Rather than use his talents to rein in corporate interests, as he
promised on the campaign trail, the President used his office to shield
them from accountability. This was our chance to weaken them, and the
Americans that Obama inspired with his message of change would have
fought like hell by his side to do just that. Sadly, that opportunity
was squandered. President Obama made himself the defender of the
corporate interest problem that we still need to overcome. Perhaps
that is the best that can be achieved within our current system. If so,
that is a sobering reality.

This bill is a first step, not the last. The Democrats must fix this
bill while they still have the chance. Before they leave Americans at
the mercy of the system they have created, it is imperative that they
address the issues of cost control, the dangerously weak enforcement
mechanisms, and the anti-trust exemption for insurance companies.

Even a single, solitary Senator can begin that process immediately
by introducing a public option amendment when the Senate takes up the
reconciliation bill later this week. Now that the health care bill has
passed, there is no need to worry that this move could endanger the
overall package. The Senate should also consider the bill ending the
anti-trust exemption for insurance companies already passed by the
House. And when Congress takes up immigration reform, we hope that they
provide for the health care needs of immigrants, a need too quickly
cast aside in the face of right wing demagoguery.

We also hope that the Democratic party recalls that preserving
abortion rights is a plank in the party platform. Unfortunately, with
this legislation, women's reproductive rights were sacrificed for
corporate profits. There's no other way to say it. And the party alone
is not to blame. It could not have happened without the cooperation of
pro-choice groups, who failed to mobilize and did little but issue
press releases and fundraise in the wake of the biggest assault on
women's reproductive rights in 35 years. Their complete capitulation is
symptomatic of the crisis that the passage of this bill has triggered
on the left. Liberal interest groups across the board sacrificed the
interests of their members, and, in the end, acted as little more than
enforcers for PhRMA and the insurance companies, or sat mute in
exchange for personal sinecures and carve-outs.

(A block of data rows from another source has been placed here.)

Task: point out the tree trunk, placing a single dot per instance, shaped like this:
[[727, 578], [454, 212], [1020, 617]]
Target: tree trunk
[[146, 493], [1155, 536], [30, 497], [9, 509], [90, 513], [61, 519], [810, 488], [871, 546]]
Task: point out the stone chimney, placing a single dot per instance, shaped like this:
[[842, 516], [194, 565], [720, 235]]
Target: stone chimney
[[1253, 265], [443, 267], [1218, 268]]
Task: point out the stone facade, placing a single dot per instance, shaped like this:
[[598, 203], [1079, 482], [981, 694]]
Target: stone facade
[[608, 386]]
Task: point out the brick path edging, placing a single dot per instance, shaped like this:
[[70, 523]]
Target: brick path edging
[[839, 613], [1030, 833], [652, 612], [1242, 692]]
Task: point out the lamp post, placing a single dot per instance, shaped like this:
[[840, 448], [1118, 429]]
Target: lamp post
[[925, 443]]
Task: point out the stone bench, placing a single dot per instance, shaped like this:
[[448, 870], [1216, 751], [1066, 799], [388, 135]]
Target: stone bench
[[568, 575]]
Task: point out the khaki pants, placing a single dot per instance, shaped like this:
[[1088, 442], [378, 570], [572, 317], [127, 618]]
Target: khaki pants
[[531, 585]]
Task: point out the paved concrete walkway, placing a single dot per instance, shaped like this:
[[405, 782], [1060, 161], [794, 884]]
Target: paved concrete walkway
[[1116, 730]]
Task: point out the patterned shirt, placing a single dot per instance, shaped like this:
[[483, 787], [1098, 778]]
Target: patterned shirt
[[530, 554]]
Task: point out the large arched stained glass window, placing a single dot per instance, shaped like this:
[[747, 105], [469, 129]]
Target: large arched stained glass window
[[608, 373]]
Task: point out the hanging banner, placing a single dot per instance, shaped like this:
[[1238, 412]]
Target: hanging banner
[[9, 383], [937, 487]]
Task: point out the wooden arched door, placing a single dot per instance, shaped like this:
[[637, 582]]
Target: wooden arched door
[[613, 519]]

But it is a national shame that a Democratic President who pledged
the repeal of the Hyde Amendment would proudly issue an executive order
affirming it. How far we've come since 2007, when Barack Obama swore
that his first act in office would be to sign the Freedom of Choice Act.

And finally, most of all, we hope that members of both parties find
the courage to stand up to the corporate lobbyists who dominated this
process-because if left unchecked, their pernicious influence will
continue to infect every aspect of our government to the detriment of
its citizens. We who are voters must clearly communicate in November
that we will accept nothing less because the fight cannot end until we
as a nation decide to take on the corporate interests that are
corrupting our political institutions and strangling their ability to
provide affordable healthcare to everyone.